I should also probably mention at this point that cover designers, as artists expect to get paid. What???? –I know, shocking, right? So my suggestion is this: Before working with a designer, know your budget. Don’t barter down the designer. If they are within your financial plan, fine, beautiful, you’re in business. If not, then find someone else who is. Don’t agree to something you can ill afford, get the artwork finished and then renege. That’s totally unprofessional and downright fiendish.

Also, don’t insult the artist by debating them on their price margins. That’s their business, not yours. They have their price and again, if it meets your budget- great, if not, say thank you anyway and move on. Don’t make your lack of funds their problem. This is their business. They don’t need to hear about your car needing a new battery or wheel alignment, or the fact that so-and-so only charges this or that amount. Stop it! You’re an author for goodness sake! We already know how much it hurts when the buying public thinks we should undercharge for our art, why then do it to someone else? This sentiment of mine includes editors and proofreaders as well. They have a right to be paid so pick wisely and according to your budget.
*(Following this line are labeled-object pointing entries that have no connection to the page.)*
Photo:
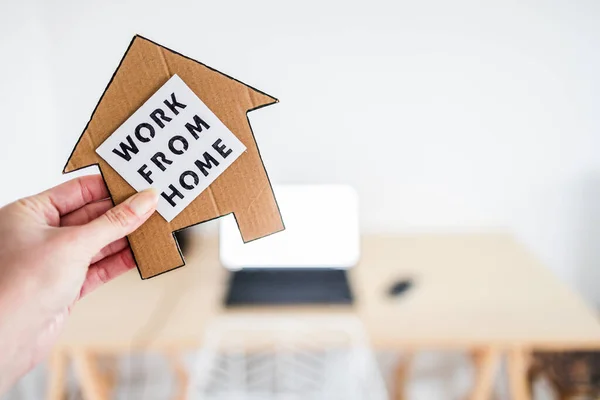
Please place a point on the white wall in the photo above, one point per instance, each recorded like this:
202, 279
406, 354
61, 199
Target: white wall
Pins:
444, 115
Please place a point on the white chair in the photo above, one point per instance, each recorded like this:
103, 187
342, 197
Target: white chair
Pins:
273, 358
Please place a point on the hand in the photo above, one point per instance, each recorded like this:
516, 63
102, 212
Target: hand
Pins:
54, 248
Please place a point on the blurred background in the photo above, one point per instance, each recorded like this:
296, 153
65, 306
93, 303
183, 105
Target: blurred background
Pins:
445, 116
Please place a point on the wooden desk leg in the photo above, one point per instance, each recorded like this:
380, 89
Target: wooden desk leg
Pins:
57, 375
485, 362
518, 370
93, 384
401, 374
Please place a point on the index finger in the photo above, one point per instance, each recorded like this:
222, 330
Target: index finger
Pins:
76, 193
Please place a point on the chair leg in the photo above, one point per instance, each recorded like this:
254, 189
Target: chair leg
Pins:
486, 363
401, 375
181, 376
94, 385
518, 370
57, 375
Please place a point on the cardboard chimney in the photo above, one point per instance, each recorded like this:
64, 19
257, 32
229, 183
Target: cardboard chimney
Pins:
242, 189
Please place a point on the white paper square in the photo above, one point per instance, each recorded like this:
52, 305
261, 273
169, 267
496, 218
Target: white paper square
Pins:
188, 137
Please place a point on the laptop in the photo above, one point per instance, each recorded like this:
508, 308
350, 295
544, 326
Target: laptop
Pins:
307, 263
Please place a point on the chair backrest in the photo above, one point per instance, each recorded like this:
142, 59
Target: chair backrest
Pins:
269, 357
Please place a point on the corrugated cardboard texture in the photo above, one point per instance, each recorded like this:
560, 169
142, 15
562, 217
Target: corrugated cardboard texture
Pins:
243, 189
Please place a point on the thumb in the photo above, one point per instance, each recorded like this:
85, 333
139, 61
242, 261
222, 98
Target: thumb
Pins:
120, 220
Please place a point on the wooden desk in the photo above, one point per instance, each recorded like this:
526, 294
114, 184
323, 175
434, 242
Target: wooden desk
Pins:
482, 293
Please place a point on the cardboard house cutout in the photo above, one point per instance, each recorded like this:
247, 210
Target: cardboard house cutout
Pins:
243, 189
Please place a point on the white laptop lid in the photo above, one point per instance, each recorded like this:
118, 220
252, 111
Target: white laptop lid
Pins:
321, 231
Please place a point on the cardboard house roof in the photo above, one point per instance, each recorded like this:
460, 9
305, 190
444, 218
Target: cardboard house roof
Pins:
243, 189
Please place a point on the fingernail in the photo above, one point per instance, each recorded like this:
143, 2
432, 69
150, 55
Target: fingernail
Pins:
144, 202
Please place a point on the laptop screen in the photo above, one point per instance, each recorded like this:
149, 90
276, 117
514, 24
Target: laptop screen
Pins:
321, 231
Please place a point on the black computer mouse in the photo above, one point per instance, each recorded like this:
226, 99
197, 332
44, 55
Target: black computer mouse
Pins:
399, 287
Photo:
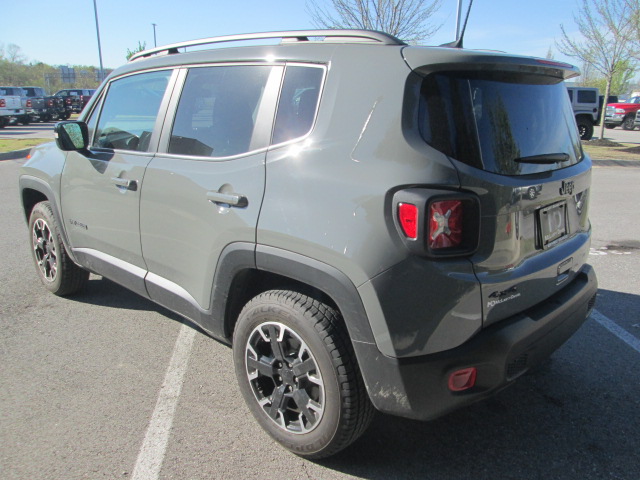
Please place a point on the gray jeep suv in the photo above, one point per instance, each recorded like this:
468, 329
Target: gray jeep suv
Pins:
368, 224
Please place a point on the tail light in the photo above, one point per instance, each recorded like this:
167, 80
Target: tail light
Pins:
437, 223
445, 224
408, 216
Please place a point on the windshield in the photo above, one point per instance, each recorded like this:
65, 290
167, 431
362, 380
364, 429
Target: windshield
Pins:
502, 123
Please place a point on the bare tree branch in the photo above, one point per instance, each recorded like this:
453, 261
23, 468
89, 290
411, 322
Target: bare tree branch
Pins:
609, 38
405, 19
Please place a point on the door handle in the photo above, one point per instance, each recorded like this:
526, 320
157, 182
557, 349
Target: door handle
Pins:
232, 199
125, 183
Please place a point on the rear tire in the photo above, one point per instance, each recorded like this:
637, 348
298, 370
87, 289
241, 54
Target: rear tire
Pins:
298, 374
55, 268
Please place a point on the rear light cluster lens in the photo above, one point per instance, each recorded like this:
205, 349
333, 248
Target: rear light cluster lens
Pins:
445, 224
437, 223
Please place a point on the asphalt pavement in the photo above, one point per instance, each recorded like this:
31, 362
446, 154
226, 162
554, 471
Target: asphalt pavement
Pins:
108, 385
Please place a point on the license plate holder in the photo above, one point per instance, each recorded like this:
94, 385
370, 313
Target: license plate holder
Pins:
552, 222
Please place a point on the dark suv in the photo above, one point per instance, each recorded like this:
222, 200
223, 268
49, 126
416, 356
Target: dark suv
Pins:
369, 224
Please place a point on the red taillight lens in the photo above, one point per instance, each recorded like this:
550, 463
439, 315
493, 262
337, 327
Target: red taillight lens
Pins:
408, 216
445, 224
463, 379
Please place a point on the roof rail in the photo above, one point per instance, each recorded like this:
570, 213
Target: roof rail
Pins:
356, 36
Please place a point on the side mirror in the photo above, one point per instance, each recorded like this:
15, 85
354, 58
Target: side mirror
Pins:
71, 136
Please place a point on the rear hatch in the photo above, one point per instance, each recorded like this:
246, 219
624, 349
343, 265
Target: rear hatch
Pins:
508, 127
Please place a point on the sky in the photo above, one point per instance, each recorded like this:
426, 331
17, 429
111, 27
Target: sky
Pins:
63, 32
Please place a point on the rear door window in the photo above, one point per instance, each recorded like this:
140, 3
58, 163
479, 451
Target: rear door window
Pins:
511, 124
298, 102
217, 110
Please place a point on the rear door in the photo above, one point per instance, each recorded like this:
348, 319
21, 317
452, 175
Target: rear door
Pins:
513, 139
101, 187
204, 189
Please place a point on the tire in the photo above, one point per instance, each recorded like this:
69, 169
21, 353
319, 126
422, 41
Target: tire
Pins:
585, 128
56, 270
627, 123
311, 369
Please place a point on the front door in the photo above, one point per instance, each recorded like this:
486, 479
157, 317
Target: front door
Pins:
101, 187
205, 190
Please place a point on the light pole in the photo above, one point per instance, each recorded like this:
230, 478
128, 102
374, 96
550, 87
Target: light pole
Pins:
95, 9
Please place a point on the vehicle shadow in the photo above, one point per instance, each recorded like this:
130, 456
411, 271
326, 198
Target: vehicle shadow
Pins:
575, 417
103, 292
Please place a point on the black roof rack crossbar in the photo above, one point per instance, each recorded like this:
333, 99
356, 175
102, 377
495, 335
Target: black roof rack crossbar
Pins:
356, 36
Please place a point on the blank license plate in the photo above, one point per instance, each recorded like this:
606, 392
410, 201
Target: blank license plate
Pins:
553, 223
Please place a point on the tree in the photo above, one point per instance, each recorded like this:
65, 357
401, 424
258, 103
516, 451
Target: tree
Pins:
405, 19
621, 81
609, 30
139, 48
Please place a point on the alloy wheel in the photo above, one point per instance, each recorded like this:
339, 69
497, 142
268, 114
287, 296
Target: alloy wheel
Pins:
284, 377
44, 249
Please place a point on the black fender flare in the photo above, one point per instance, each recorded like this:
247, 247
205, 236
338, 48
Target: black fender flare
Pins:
28, 182
240, 256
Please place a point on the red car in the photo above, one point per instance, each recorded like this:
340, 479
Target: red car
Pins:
622, 114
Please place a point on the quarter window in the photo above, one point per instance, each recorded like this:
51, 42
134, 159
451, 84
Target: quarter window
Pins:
130, 110
298, 103
217, 110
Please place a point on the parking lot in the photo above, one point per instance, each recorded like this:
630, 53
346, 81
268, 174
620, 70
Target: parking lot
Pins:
109, 385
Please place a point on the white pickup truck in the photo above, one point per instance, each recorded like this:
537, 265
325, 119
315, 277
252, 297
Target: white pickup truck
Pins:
11, 105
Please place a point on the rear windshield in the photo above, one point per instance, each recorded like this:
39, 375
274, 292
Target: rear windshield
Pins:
502, 123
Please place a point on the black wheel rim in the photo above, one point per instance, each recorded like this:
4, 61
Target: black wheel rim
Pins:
44, 250
284, 377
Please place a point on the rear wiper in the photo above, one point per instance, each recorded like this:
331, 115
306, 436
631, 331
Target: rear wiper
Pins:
546, 158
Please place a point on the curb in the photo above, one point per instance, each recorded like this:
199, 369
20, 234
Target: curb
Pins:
616, 163
15, 154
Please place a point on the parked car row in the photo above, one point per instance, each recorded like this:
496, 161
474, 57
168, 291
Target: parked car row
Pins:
31, 104
623, 114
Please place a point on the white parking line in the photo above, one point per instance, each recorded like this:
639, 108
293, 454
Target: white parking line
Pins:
617, 330
155, 442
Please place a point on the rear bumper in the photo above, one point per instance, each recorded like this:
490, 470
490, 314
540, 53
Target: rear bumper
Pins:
418, 387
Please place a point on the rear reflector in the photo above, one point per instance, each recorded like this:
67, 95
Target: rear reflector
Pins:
463, 379
408, 216
445, 224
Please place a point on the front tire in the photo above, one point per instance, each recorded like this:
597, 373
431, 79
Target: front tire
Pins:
298, 374
55, 268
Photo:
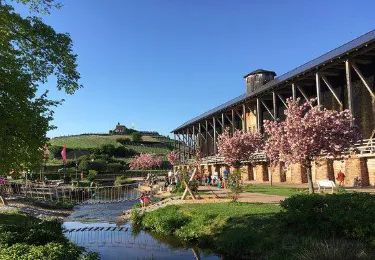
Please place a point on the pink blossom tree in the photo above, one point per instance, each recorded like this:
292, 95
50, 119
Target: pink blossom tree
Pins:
235, 149
144, 161
173, 157
307, 134
238, 147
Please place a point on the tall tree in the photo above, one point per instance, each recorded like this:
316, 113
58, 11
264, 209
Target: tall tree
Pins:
30, 52
308, 134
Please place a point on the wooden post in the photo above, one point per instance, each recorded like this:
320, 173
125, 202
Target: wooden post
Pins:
207, 151
318, 92
214, 126
222, 122
258, 116
274, 105
294, 93
350, 89
244, 125
233, 120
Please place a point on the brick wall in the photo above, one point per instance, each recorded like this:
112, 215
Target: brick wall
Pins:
371, 170
356, 167
323, 170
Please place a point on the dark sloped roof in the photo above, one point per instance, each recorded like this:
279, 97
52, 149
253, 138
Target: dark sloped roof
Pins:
259, 71
346, 48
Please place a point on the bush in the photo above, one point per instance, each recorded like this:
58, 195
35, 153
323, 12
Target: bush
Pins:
123, 140
122, 151
349, 215
122, 180
312, 249
136, 137
164, 221
114, 167
92, 175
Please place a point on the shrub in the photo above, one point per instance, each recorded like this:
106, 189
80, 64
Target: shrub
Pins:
114, 167
92, 175
164, 221
122, 180
136, 137
350, 215
122, 151
123, 140
312, 249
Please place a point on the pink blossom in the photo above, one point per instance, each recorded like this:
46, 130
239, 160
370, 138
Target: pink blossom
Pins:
238, 147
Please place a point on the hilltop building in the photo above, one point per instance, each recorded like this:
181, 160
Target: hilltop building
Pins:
340, 79
119, 128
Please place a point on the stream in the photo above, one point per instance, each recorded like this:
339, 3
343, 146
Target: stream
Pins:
104, 232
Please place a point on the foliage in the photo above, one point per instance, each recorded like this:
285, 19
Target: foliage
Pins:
274, 190
145, 161
122, 180
350, 215
136, 137
173, 157
238, 147
25, 237
123, 141
30, 52
232, 228
339, 249
92, 175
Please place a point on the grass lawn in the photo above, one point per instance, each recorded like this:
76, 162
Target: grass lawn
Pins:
274, 190
228, 227
26, 237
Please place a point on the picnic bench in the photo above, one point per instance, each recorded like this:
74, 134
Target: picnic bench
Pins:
323, 184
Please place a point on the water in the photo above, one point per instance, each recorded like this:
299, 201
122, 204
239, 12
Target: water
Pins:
120, 241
However, IF by chance the stars in the sky align in your favor, and you do happen to find someone willing to do your cover for free or close to it, then make sure to at least offer up your first-born grandchild. Kidding, but really, do remember to do something nice in return. Give them credit, pass their name around as they build up their resume…Cover art is work. It takes time. It takes putting up with YOU. That alone is worth a meal or a box of chocolates and a huge thank you.

There's another option: PREMADE book covers by some incredible designers. Often budget friendly and wickedly nice. Here's a few companies to get you started on your search. ;) These suggestions are not an endorsement.

Star Bound Books:

WEBSITE: www.StarBoundBooks.weebly.comFACEBOOK:

Wicked Book Covers

WEBSITE: www.wickedbookcovers.comFACEBOOK:

Fresh Design:


MadHat Covers:

WEBSITE: www.madhatcovers.comFACEBOOK:

So, as I already mentioned, my next book is with the editor. Then it’s off to find a publisher again. Perhaps, this time, I will publish this baby on my own. Who knows? All I do know for sure is that my goal is to get the books I create out to you in a timely and professional manner, looking fabulous on the outside while reading gorgeously on the inside.